Política
A indicação de Jorge Messias ao Supremo Tribunall Federal (STF) mobilizou não apenas atores do mundo político em Brasília, mas também o mundo empresarial. É o caso da A Rede D’Or, um dos maiores grupos do setor de Saúde brasileiro, que trabalhou para angariar os votos necessários para o advogado-geral da União (AGU) assumir a cadeira deixada por Luís Roberto Barroso. Infelizmente, a vitória não possível e o nome de Messias foi rejeitado por 42 a 34 no Senado Federal.
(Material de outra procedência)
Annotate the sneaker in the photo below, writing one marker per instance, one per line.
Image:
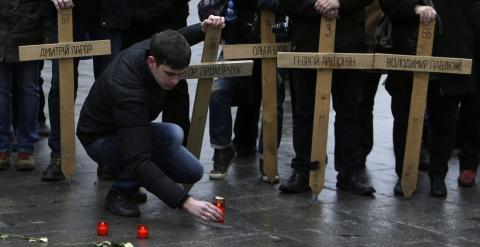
(121, 203)
(222, 159)
(54, 171)
(467, 178)
(4, 160)
(25, 161)
(265, 179)
(43, 129)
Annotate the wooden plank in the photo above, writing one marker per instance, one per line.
(64, 50)
(202, 96)
(67, 106)
(423, 64)
(250, 51)
(322, 108)
(269, 98)
(310, 60)
(219, 69)
(417, 113)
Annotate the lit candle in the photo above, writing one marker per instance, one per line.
(219, 202)
(102, 228)
(142, 231)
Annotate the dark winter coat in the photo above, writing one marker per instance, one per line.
(453, 38)
(20, 24)
(125, 100)
(350, 32)
(107, 13)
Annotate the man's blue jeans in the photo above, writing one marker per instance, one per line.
(27, 75)
(167, 153)
(80, 31)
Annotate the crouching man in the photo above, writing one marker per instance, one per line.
(116, 127)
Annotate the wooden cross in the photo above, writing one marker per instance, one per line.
(206, 72)
(267, 51)
(422, 64)
(65, 51)
(324, 61)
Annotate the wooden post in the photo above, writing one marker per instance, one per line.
(202, 96)
(267, 51)
(65, 50)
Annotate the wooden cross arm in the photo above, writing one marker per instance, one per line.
(423, 64)
(310, 60)
(219, 69)
(64, 50)
(250, 51)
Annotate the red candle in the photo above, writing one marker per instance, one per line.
(102, 228)
(219, 202)
(142, 231)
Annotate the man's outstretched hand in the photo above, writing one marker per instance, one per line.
(205, 210)
(213, 22)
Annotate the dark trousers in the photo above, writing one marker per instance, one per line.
(346, 89)
(177, 102)
(368, 92)
(443, 114)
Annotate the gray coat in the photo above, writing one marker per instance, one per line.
(20, 24)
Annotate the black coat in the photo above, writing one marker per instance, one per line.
(350, 33)
(453, 38)
(124, 100)
(107, 13)
(20, 24)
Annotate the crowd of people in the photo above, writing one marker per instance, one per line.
(143, 78)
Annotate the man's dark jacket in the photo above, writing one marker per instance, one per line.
(124, 101)
(350, 33)
(453, 38)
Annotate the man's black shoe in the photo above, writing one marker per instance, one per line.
(140, 197)
(438, 188)
(297, 183)
(397, 190)
(355, 185)
(222, 159)
(103, 172)
(54, 171)
(122, 203)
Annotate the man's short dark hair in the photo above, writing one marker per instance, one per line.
(170, 48)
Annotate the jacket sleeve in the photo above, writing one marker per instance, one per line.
(193, 34)
(132, 119)
(400, 11)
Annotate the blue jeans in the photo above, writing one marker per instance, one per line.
(80, 31)
(167, 153)
(27, 74)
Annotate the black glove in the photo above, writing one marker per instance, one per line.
(272, 5)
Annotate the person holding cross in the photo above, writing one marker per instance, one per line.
(454, 38)
(116, 130)
(305, 16)
(20, 24)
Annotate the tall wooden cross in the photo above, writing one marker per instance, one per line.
(422, 64)
(65, 51)
(267, 51)
(206, 72)
(324, 61)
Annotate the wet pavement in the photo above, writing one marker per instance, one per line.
(257, 214)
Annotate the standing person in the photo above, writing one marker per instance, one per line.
(153, 16)
(305, 16)
(469, 121)
(99, 19)
(116, 127)
(453, 38)
(20, 24)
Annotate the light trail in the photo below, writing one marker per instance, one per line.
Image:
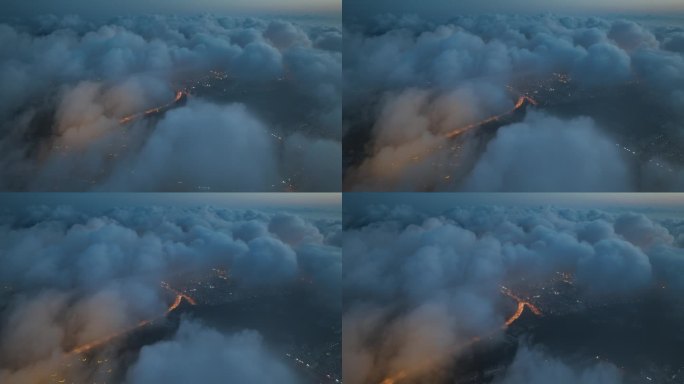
(106, 339)
(518, 104)
(521, 306)
(398, 377)
(393, 379)
(136, 116)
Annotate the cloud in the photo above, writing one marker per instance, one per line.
(448, 75)
(419, 287)
(535, 367)
(69, 276)
(197, 353)
(69, 82)
(544, 153)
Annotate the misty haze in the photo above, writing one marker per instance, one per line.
(125, 292)
(561, 101)
(512, 293)
(170, 103)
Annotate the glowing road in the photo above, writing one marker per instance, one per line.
(180, 95)
(106, 339)
(521, 306)
(398, 377)
(520, 103)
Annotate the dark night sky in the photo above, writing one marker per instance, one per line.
(449, 8)
(105, 8)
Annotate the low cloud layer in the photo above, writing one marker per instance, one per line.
(69, 277)
(199, 354)
(419, 287)
(260, 93)
(606, 75)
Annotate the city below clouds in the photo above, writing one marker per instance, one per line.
(104, 9)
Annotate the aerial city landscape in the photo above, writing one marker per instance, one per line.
(191, 288)
(142, 98)
(513, 96)
(342, 191)
(513, 289)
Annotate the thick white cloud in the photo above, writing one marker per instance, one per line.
(412, 278)
(68, 82)
(399, 71)
(72, 276)
(200, 354)
(544, 153)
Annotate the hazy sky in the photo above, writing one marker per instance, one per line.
(103, 201)
(105, 8)
(438, 202)
(444, 9)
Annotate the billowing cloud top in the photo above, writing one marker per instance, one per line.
(420, 287)
(418, 93)
(88, 105)
(70, 277)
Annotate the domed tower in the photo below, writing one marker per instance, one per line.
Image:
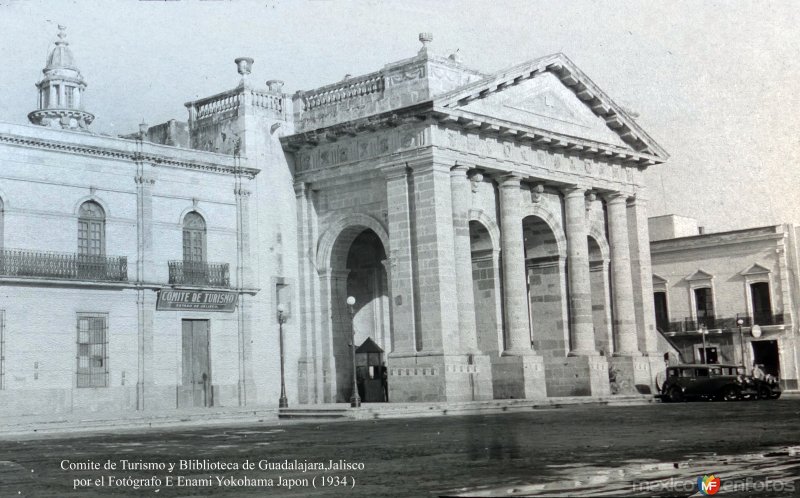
(61, 91)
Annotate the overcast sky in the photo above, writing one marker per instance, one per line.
(715, 83)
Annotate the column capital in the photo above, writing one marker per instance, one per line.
(616, 198)
(575, 190)
(459, 170)
(394, 171)
(510, 180)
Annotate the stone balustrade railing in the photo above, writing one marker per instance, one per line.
(351, 88)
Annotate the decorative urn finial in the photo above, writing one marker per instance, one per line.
(244, 65)
(425, 38)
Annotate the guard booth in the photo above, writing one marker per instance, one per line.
(370, 372)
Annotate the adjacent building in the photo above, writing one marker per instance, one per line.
(491, 228)
(728, 297)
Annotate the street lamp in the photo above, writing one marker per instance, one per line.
(282, 316)
(703, 331)
(355, 399)
(740, 322)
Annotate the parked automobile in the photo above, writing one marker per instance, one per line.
(717, 382)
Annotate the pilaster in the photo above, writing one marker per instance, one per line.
(461, 196)
(621, 282)
(580, 292)
(642, 274)
(515, 293)
(435, 284)
(145, 180)
(400, 268)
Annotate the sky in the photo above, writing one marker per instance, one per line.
(715, 83)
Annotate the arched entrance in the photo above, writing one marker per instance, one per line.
(601, 309)
(545, 269)
(357, 263)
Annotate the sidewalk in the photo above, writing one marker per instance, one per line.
(230, 416)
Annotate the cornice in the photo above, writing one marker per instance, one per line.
(130, 153)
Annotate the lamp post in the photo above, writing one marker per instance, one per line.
(355, 399)
(740, 322)
(703, 331)
(282, 316)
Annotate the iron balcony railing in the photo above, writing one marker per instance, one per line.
(725, 323)
(67, 266)
(199, 273)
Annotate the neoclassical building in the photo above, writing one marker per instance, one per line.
(492, 229)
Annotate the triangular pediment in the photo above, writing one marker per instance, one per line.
(699, 275)
(756, 269)
(546, 104)
(551, 94)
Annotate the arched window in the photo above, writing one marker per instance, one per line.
(194, 237)
(91, 229)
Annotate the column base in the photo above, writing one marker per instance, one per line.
(439, 378)
(630, 375)
(518, 377)
(577, 376)
(656, 366)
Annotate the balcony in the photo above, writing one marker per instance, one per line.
(690, 324)
(62, 266)
(199, 273)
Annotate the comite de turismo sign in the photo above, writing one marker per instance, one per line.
(181, 300)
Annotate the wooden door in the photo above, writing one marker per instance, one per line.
(196, 366)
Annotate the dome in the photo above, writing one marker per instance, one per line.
(60, 57)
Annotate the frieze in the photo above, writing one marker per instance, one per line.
(536, 158)
(361, 148)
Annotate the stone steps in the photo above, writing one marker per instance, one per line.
(412, 410)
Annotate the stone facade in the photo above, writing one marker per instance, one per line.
(533, 172)
(713, 280)
(490, 227)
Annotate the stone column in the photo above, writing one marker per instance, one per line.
(144, 273)
(621, 282)
(580, 291)
(305, 308)
(515, 294)
(247, 392)
(642, 273)
(461, 196)
(433, 230)
(400, 267)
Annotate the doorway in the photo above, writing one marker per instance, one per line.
(766, 353)
(195, 390)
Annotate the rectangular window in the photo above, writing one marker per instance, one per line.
(92, 350)
(69, 93)
(704, 306)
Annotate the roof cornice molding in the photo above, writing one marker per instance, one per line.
(573, 78)
(134, 155)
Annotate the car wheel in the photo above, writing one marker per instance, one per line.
(732, 393)
(674, 394)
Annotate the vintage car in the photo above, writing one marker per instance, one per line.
(717, 382)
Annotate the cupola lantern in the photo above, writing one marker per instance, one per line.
(61, 90)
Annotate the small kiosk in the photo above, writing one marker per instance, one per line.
(371, 372)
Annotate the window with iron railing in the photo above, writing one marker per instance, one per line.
(92, 355)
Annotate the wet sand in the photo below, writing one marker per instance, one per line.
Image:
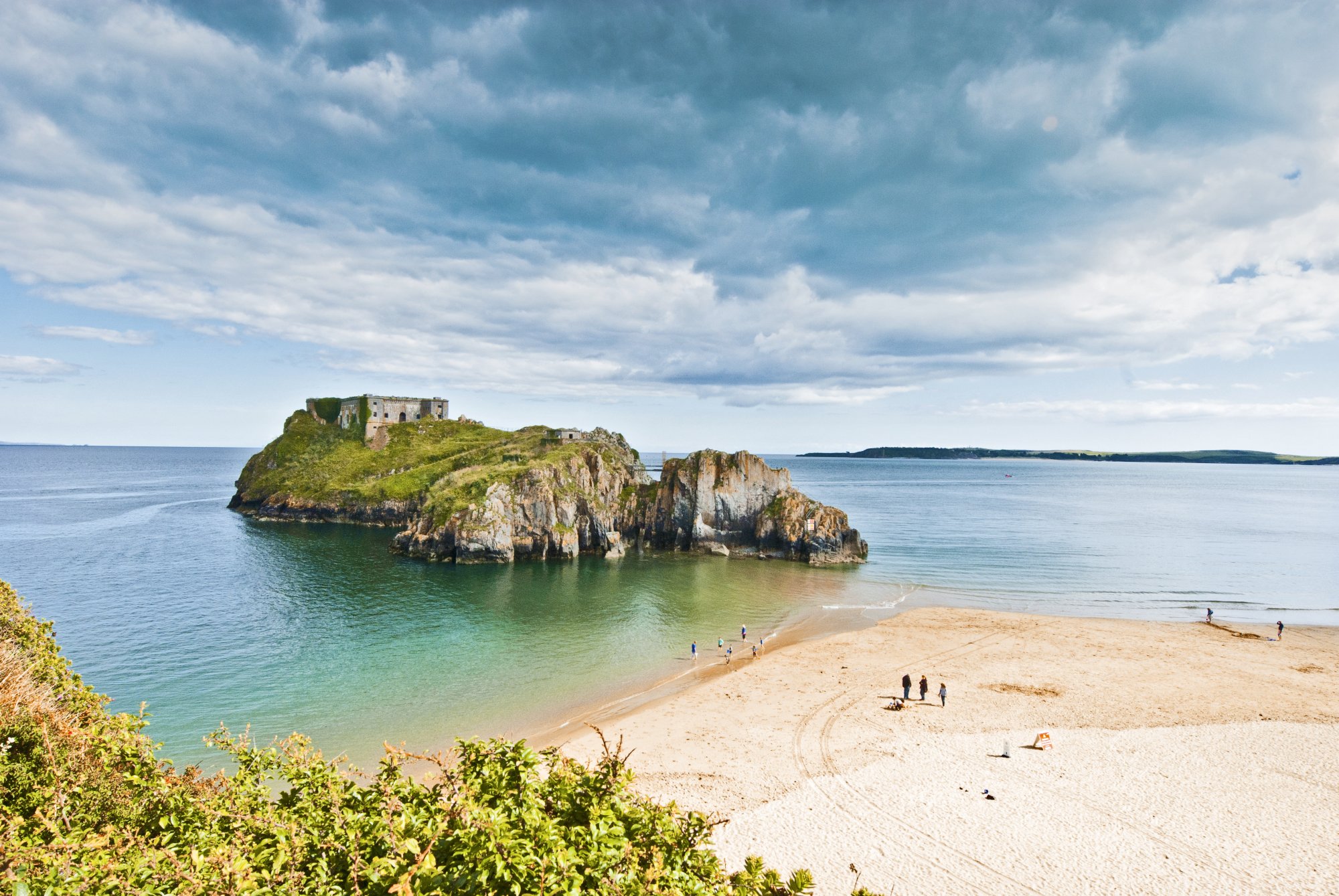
(1187, 757)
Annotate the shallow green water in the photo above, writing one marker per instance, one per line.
(163, 594)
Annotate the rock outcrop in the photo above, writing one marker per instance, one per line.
(550, 511)
(467, 494)
(737, 505)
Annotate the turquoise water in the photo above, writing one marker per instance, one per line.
(161, 594)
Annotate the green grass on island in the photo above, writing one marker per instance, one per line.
(1216, 456)
(443, 464)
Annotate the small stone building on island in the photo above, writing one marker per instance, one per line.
(380, 410)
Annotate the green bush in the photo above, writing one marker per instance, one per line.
(327, 410)
(86, 806)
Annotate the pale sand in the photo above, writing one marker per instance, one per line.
(1186, 760)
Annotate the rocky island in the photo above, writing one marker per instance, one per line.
(465, 492)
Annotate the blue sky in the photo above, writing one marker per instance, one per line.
(779, 226)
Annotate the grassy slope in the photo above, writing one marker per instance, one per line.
(445, 464)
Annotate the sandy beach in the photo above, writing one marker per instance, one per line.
(1187, 759)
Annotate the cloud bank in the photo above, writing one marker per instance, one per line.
(763, 202)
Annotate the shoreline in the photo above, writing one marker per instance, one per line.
(1184, 755)
(805, 629)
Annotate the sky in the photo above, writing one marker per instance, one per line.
(783, 226)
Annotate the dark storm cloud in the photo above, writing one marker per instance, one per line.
(753, 197)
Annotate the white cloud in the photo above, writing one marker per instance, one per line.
(1127, 412)
(26, 367)
(117, 337)
(1168, 385)
(555, 308)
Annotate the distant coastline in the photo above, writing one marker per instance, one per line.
(1219, 456)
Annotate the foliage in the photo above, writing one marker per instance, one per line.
(86, 806)
(443, 466)
(327, 410)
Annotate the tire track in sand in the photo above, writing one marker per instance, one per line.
(966, 869)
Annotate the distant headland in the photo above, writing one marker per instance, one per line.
(1218, 456)
(465, 492)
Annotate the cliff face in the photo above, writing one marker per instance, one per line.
(737, 505)
(551, 511)
(467, 494)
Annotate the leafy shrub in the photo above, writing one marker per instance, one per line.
(329, 410)
(88, 806)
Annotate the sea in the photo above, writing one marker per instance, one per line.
(161, 596)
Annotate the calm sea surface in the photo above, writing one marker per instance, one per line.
(161, 594)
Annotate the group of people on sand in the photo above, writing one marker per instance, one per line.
(1208, 617)
(730, 650)
(925, 688)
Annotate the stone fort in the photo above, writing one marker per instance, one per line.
(382, 411)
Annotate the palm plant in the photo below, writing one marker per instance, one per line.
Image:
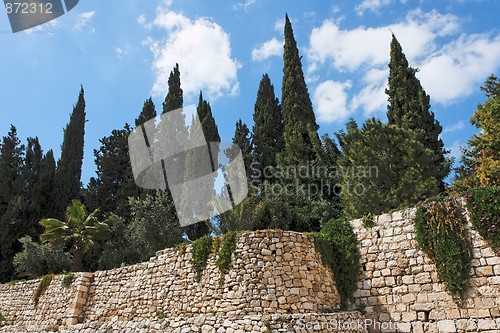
(79, 231)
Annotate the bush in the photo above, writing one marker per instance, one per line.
(39, 259)
(483, 204)
(42, 287)
(337, 244)
(440, 232)
(202, 248)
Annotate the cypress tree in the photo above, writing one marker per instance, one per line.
(148, 112)
(11, 160)
(242, 139)
(298, 115)
(409, 108)
(69, 166)
(114, 184)
(267, 137)
(174, 98)
(211, 133)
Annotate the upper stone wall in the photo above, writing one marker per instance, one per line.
(399, 283)
(272, 272)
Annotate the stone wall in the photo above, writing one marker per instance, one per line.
(272, 272)
(399, 283)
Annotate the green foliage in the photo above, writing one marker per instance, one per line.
(440, 232)
(154, 225)
(42, 287)
(202, 248)
(481, 160)
(227, 248)
(114, 182)
(267, 139)
(409, 109)
(242, 139)
(368, 220)
(80, 230)
(383, 167)
(69, 166)
(67, 279)
(174, 98)
(483, 204)
(39, 259)
(337, 244)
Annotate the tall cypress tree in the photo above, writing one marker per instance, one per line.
(69, 166)
(298, 115)
(11, 160)
(242, 139)
(148, 112)
(268, 127)
(211, 133)
(174, 98)
(409, 108)
(114, 184)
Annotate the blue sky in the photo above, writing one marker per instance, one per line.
(123, 51)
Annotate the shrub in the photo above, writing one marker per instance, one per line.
(67, 279)
(202, 248)
(39, 259)
(227, 248)
(483, 204)
(440, 232)
(42, 287)
(337, 244)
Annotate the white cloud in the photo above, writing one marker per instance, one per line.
(203, 51)
(455, 127)
(330, 99)
(244, 5)
(84, 19)
(448, 71)
(270, 48)
(372, 5)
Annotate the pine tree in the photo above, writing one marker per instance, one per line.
(298, 115)
(267, 137)
(69, 166)
(242, 139)
(409, 108)
(174, 98)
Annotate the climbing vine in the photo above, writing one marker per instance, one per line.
(440, 232)
(42, 287)
(227, 248)
(202, 248)
(483, 204)
(337, 244)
Segundo o portal O Brasilianista, a Rede D’Or ajudou a campanha de Jorge Messias a mapear os votos favoráveis e contrários . O grupo também tentou convencer senadores indecisos e contrários à indicação do AGU para o STF.
A presença da Rede D’Or em Brasília está calcificada, inclusive no Judiciário. Não são poucos os eventos promovidos ou patrocinados pelo grupo do setor de saúde. Muitos desses encontros temáticos servem para discutir o impacto do número de processos na Justiça nas contas dos planos de saúde.
As empresas do setor creditam ao Judiciário parte dos problemas financeiros que alegam ter. Dizem que decisões judiciais obrigando o custeio de determinados remédios e tratamentos, principalmente os relacionados a transtornos do espectro autista, afetam o equílibrio financeiro.
O presidente Lula já afirmou a aliados que indicará novamente Messias ao STF, principalmente após o Caso Master emparedar Ciro Nogueira e assustar Davi Alcolumbre. Quando o Senado recusou a indicação do nome do AGU, sobraram comentários sobre a influência da investigação sobre o Banco Master na votação.